I've seen those videos and i've read quite a few reviews as I'm sure you have. I don't think the "science" is accurate. I would love to see some documentation that describe exactly how the tests that determined that different flow rates were proven. All I've seen has been based on open systems such as those in municipal or industrial water plants.
Below are comments I've posted elsewhere. I certainly don't have scientific proof for my theory either, but anecdotally, I've been very satisfied with my experience. Sorry to be long winded below, and in any case, UV sterlization is definitely beneficial
"My thoughts FWIW.....keep it simple and cheap, don't over engineer to fix what's probably inconsequential issues.
Plumb it directly in the return line to the tank. No need to buy a second pump or add additional plumbing.
Run UV full time, why wait until a problem occurs?
Run at whatever flow rate you desire for the return to tank, don't worry about altering the speed to accommodate the UV.
I have read the various opinions/recommendations about flow. Some say it depends on what problem you are trying to solve. For example, the reproduction rate of certain bacteria that causes cloudiness in the water column is to double every 20 minutes or less. In that case, the higher flow rate will more than keep up with the bacteria population explosion and aid in water clarity.
Some feel that a slower rate will be more effective in fighting parasites. Likewise, algae in the water column can be tackled by UV, and since it reproduces more slowly, why use a fast flow rate.
In either case, the UV alters the DNA of single cell life to prevent reproduction.
I view it a bit like exposure to the sun's UV rays. If every 5 minutes of sun I get is followed by 5 minutes of shade, I'm still gonna get sunburned if I'm exposed too long. Likewise for the bacteria. If I have a flow rate of say 5 to 10 times tank volume per hour, then the parasites I'm trying to target are still getting exposed to 6 to 12 minutes of UV every hour while the bacteria with the rapid reproduction rate are still getting exposure before they are able to double in population in 20 minutes.
I can turn off the power to the sterilizer if I get concerned that I'm using too much UV (to extend bulb life perhaps), but so far that's not a problem. I can also plug it into a receptacle/switch shared with the return pump to make sure it is turned off anytime no water flow.
A lot of room for different opinions based on individual experience. In any case, I recommend the use of a UV sterilizer and look for the cheapest you can buy. Again, they are really very simple and most of the products on the market, high or low priced, use the same replacement bulbs.

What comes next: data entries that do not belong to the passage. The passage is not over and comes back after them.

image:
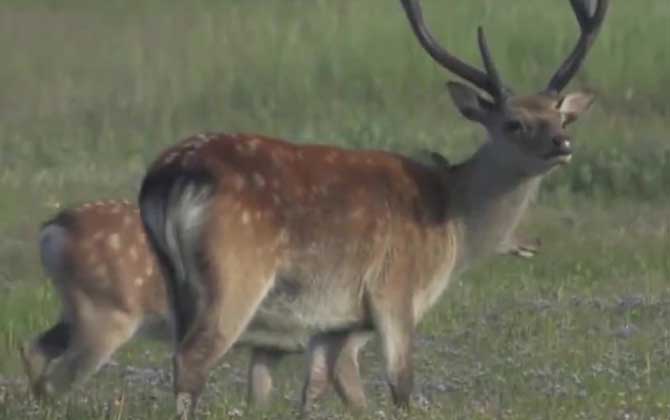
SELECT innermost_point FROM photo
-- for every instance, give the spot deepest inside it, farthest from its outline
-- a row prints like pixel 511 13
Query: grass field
pixel 91 91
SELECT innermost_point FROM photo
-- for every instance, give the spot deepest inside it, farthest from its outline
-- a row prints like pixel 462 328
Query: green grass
pixel 91 91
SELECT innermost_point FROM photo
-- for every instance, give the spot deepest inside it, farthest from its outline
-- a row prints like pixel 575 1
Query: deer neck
pixel 489 197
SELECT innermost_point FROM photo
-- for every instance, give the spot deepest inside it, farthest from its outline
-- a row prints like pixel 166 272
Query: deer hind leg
pixel 346 372
pixel 95 336
pixel 220 320
pixel 260 375
pixel 333 358
pixel 393 320
pixel 38 354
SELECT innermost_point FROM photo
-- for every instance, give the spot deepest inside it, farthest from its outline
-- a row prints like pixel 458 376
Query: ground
pixel 93 90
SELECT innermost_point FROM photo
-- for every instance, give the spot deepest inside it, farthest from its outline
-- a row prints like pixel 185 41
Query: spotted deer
pixel 111 290
pixel 267 239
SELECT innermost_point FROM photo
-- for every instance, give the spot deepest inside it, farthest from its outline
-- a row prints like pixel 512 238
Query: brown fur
pixel 111 290
pixel 271 239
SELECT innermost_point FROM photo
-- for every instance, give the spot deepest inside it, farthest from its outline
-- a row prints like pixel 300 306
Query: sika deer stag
pixel 111 290
pixel 276 240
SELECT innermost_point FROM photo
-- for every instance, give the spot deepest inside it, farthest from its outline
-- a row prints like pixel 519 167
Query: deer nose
pixel 562 144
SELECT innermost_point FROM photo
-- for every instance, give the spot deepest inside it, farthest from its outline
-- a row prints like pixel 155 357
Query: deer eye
pixel 513 126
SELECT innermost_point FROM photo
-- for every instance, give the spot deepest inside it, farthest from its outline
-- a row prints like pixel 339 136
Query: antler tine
pixel 443 57
pixel 589 26
pixel 494 76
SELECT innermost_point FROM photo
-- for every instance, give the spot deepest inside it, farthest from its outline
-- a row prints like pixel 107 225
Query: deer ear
pixel 471 105
pixel 574 104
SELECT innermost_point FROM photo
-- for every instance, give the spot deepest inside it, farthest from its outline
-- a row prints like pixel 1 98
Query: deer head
pixel 527 131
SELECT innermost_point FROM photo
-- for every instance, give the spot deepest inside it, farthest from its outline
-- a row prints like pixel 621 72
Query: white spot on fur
pixel 114 241
pixel 100 270
pixel 259 180
pixel 170 157
pixel 133 253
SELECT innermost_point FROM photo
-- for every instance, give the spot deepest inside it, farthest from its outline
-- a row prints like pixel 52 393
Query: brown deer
pixel 111 290
pixel 265 239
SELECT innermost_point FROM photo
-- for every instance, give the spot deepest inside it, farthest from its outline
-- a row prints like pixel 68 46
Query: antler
pixel 488 81
pixel 589 30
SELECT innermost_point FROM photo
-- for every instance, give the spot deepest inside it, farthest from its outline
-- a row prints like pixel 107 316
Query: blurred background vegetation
pixel 92 90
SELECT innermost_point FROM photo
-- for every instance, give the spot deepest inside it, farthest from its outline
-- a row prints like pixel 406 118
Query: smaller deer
pixel 111 290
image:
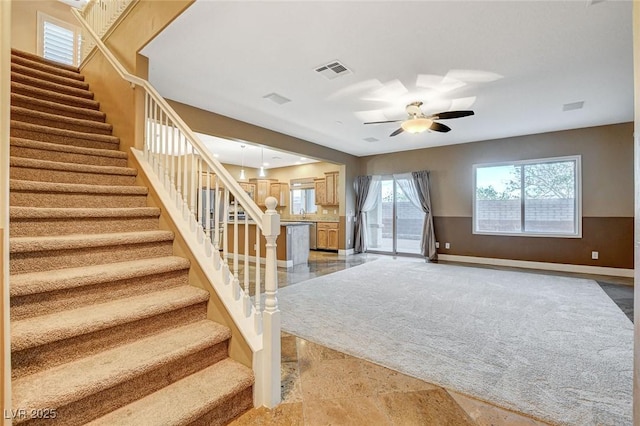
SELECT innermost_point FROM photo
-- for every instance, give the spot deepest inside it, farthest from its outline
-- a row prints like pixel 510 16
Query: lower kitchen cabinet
pixel 327 238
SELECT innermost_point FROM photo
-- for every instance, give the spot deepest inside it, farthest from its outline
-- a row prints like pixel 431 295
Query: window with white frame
pixel 58 40
pixel 532 198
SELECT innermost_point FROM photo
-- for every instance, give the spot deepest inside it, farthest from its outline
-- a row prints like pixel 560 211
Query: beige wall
pixel 607 178
pixel 218 125
pixel 607 166
pixel 25 21
pixel 5 89
pixel 636 75
pixel 117 98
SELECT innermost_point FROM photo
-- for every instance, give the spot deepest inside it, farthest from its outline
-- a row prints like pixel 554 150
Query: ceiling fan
pixel 418 122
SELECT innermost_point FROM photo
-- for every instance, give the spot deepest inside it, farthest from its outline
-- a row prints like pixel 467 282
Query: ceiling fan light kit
pixel 418 122
pixel 416 125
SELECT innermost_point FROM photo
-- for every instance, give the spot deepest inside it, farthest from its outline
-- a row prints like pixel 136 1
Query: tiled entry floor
pixel 321 386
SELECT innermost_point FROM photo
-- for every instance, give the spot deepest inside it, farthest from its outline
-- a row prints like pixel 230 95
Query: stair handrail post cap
pixel 271 218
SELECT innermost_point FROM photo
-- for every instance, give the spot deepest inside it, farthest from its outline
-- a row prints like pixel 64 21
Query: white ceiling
pixel 514 63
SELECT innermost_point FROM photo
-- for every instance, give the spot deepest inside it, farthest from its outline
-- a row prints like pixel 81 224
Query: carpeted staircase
pixel 105 327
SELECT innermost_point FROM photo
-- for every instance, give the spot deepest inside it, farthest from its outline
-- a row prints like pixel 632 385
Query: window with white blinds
pixel 58 40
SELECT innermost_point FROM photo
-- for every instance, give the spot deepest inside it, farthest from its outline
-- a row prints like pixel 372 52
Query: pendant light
pixel 262 174
pixel 242 175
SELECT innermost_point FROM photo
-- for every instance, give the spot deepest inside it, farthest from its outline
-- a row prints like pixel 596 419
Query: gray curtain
pixel 428 242
pixel 366 188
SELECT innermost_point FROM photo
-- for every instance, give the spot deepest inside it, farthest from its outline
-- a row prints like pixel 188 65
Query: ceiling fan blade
pixel 382 122
pixel 451 114
pixel 438 127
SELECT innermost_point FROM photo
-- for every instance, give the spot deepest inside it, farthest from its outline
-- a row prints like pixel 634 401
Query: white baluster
pixel 216 218
pixel 172 165
pixel 247 251
pixel 179 172
pixel 257 297
pixel 225 237
pixel 208 204
pixel 235 287
pixel 271 315
pixel 185 181
pixel 147 126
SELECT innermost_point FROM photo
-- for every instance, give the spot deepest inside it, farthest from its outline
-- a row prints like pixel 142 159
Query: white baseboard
pixel 562 267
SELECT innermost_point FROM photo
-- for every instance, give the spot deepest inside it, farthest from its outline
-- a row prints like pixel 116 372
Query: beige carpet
pixel 105 327
pixel 556 348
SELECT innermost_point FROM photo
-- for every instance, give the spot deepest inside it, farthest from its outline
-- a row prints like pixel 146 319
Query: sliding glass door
pixel 395 225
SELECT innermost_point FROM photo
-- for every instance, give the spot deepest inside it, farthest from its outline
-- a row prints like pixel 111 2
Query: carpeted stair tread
pixel 36 104
pixel 60 213
pixel 32 186
pixel 49 85
pixel 66 383
pixel 83 241
pixel 45 329
pixel 43 75
pixel 80 154
pixel 184 401
pixel 71 167
pixel 40 60
pixel 59 121
pixel 51 96
pixel 61 279
pixel 52 131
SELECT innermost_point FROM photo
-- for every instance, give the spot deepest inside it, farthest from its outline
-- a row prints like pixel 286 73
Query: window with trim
pixel 303 196
pixel 58 40
pixel 531 198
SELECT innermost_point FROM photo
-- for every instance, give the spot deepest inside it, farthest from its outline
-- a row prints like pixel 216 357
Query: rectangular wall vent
pixel 333 70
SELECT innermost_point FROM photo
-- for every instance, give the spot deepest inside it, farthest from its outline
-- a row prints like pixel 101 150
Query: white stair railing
pixel 223 227
pixel 101 15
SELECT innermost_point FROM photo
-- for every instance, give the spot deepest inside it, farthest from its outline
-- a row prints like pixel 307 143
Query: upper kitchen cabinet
pixel 280 191
pixel 327 189
pixel 249 188
pixel 331 194
pixel 263 189
pixel 320 186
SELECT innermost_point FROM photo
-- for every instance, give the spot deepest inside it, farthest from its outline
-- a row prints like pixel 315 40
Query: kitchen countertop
pixel 314 220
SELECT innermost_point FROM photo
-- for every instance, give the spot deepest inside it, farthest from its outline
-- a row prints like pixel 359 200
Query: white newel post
pixel 271 316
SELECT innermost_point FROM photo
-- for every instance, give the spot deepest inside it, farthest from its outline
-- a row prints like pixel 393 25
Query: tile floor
pixel 321 386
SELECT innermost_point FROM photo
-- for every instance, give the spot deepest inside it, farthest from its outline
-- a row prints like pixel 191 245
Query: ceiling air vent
pixel 279 99
pixel 333 70
pixel 573 105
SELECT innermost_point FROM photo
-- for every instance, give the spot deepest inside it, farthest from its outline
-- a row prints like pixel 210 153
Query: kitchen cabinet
pixel 263 189
pixel 249 188
pixel 326 189
pixel 320 191
pixel 327 236
pixel 331 190
pixel 280 191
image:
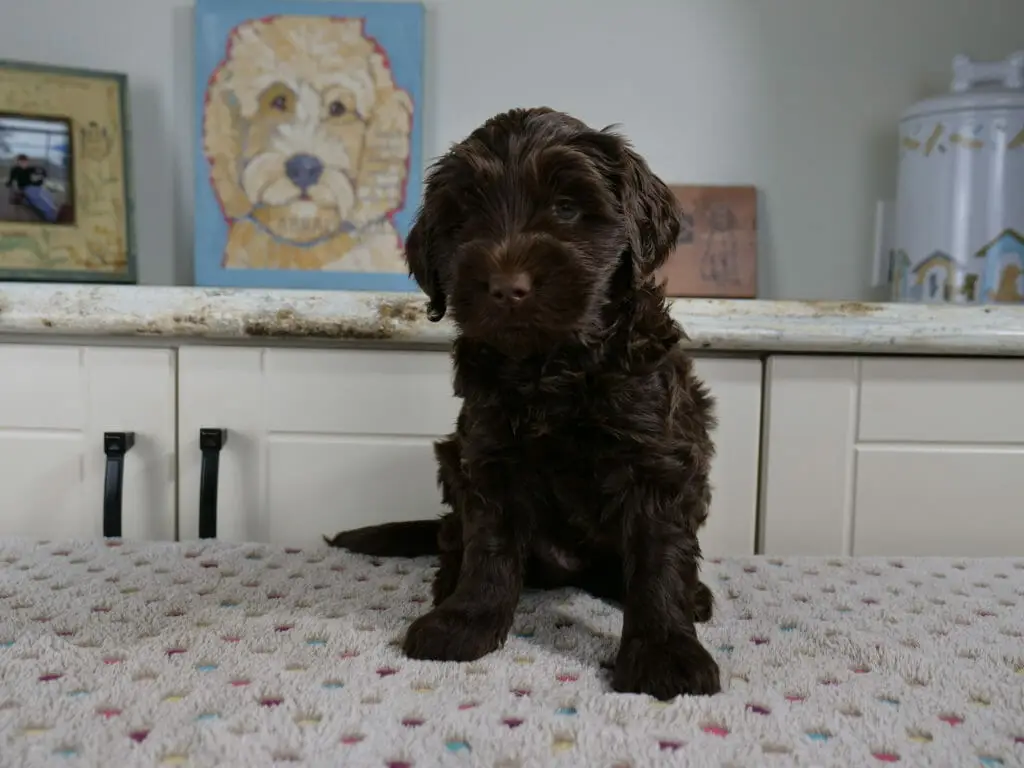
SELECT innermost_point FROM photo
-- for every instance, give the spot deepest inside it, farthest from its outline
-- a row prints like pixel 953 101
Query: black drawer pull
pixel 211 440
pixel 116 444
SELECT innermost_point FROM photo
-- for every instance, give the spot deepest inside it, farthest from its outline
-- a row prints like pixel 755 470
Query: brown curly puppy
pixel 582 452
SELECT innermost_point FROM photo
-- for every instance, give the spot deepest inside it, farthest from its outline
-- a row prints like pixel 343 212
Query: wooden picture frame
pixel 716 254
pixel 67 205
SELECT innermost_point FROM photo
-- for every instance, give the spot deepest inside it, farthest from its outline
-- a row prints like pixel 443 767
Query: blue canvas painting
pixel 308 142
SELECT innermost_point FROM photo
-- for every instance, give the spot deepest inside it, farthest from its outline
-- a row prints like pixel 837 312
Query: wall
pixel 800 97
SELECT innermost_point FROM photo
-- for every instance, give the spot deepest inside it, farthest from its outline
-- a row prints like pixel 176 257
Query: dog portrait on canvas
pixel 308 138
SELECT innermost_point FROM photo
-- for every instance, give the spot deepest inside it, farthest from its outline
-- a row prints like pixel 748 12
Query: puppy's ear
pixel 421 256
pixel 222 145
pixel 651 211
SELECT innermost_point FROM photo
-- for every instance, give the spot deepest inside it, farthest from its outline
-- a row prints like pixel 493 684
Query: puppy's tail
pixel 412 539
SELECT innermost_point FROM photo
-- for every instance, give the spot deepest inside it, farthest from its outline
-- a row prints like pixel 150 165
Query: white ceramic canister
pixel 960 201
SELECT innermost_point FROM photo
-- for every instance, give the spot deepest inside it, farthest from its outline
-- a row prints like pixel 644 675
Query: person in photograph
pixel 28 179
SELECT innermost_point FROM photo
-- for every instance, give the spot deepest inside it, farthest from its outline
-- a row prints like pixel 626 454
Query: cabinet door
pixel 324 440
pixel 896 456
pixel 55 404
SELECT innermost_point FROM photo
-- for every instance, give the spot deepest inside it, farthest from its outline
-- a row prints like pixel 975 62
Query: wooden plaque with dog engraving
pixel 716 255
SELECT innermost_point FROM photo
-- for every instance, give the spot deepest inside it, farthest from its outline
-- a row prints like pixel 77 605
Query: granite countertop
pixel 190 314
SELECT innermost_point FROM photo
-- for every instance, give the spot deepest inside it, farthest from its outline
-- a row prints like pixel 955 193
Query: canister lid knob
pixel 1009 73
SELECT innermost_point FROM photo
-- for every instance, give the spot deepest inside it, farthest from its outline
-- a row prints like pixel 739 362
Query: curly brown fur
pixel 583 449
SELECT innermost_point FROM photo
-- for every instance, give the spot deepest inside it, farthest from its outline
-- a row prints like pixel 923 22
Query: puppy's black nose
pixel 509 289
pixel 303 170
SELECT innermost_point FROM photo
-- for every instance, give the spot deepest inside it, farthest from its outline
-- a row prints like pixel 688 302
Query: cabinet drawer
pixel 941 400
pixel 935 501
pixel 356 391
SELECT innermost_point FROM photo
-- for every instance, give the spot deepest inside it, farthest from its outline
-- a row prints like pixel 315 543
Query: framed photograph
pixel 307 158
pixel 716 255
pixel 66 210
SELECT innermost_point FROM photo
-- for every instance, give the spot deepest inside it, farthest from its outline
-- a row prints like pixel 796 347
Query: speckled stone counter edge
pixel 193 314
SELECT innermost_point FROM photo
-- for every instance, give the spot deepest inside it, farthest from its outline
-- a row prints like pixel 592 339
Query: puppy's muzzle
pixel 303 170
pixel 509 289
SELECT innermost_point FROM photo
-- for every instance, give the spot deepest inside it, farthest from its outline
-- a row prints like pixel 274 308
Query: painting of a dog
pixel 308 141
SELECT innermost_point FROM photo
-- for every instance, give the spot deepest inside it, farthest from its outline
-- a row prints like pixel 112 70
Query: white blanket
pixel 215 654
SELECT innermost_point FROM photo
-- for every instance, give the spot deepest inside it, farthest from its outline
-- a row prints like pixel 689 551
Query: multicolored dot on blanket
pixel 127 653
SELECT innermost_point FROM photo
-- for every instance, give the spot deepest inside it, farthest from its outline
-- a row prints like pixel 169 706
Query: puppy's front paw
pixel 665 670
pixel 454 635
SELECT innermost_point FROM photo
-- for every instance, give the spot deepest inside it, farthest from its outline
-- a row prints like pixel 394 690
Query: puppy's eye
pixel 565 210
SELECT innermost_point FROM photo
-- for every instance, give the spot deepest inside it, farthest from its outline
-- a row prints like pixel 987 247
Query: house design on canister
pixel 1003 267
pixel 933 278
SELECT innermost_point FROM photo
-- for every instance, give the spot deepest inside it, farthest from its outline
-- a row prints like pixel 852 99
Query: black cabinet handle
pixel 211 440
pixel 116 444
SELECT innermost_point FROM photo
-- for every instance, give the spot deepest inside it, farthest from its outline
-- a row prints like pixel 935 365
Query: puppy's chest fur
pixel 569 443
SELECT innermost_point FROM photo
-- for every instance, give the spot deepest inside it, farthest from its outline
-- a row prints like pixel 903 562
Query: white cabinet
pixel 322 440
pixel 55 404
pixel 895 456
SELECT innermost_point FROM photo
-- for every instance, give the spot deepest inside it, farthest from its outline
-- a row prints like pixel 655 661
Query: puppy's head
pixel 534 225
pixel 287 120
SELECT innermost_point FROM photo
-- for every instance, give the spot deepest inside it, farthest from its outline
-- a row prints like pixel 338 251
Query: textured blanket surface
pixel 202 654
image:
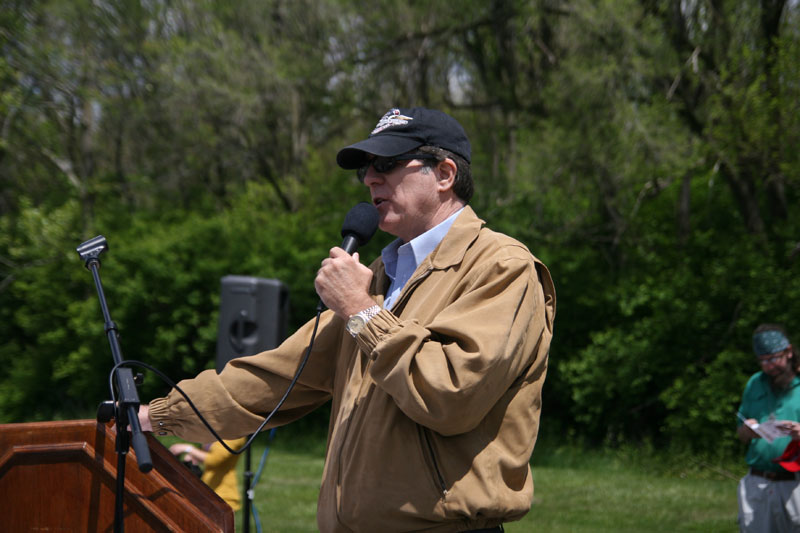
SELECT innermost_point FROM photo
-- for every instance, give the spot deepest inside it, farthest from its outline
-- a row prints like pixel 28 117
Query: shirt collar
pixel 419 246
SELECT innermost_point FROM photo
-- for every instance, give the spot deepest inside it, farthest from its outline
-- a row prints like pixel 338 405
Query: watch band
pixel 357 321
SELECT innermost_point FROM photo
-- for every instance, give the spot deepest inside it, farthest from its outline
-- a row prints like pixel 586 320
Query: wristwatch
pixel 357 321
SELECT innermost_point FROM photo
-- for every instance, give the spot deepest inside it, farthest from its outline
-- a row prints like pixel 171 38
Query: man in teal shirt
pixel 769 495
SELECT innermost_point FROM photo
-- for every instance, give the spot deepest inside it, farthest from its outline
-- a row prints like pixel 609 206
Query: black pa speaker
pixel 253 314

"If you are able to find documented flow rates, as opposed to suggested flow rates by vendors (of which I have seen many), I would also like to see it. All I've been able to find with reasonable documentation are flow rates in municipal water treatment plants. Of course that is a much different environment. Not only is the scale of operation in a much bigger universe, but a major difference is the water treatment plants are not closed systems as our aquariums are. Hence, my recommendation for rapid turnover. Water treatment plants keep each ounce of water in continuous exposure for a longer period of time which destroys all pests before the water is distributed to their customers. We on the other hand return the water into a closed system where it can be immediately reinfected by what is there. Some of the bad bacteria we fight to remove from the water column (often those repsonsible for bacteria blooms) have a documented reproductive doubling rate of less than 20 minutes. So, the best way to fight that is to have a cycle that flows 100 percent of the water in less than 20 minutes. Other pests, larger than 1 cell may require longer exposure which in a closed system is accomplished by repeated passes in the smaller UV devices we have available rather than one that might be multiple meters long. I wish I could offer a scientific study to validate what I'm saying, but I haven't found it yet. My logic may be flawed, but I believe the 5 - 10 water turnovers an hour in a closed system is the best way to match what happens in industrial water plants. And so far, I have been very pleased with my experience which as I've pointed out is anecdotal at best."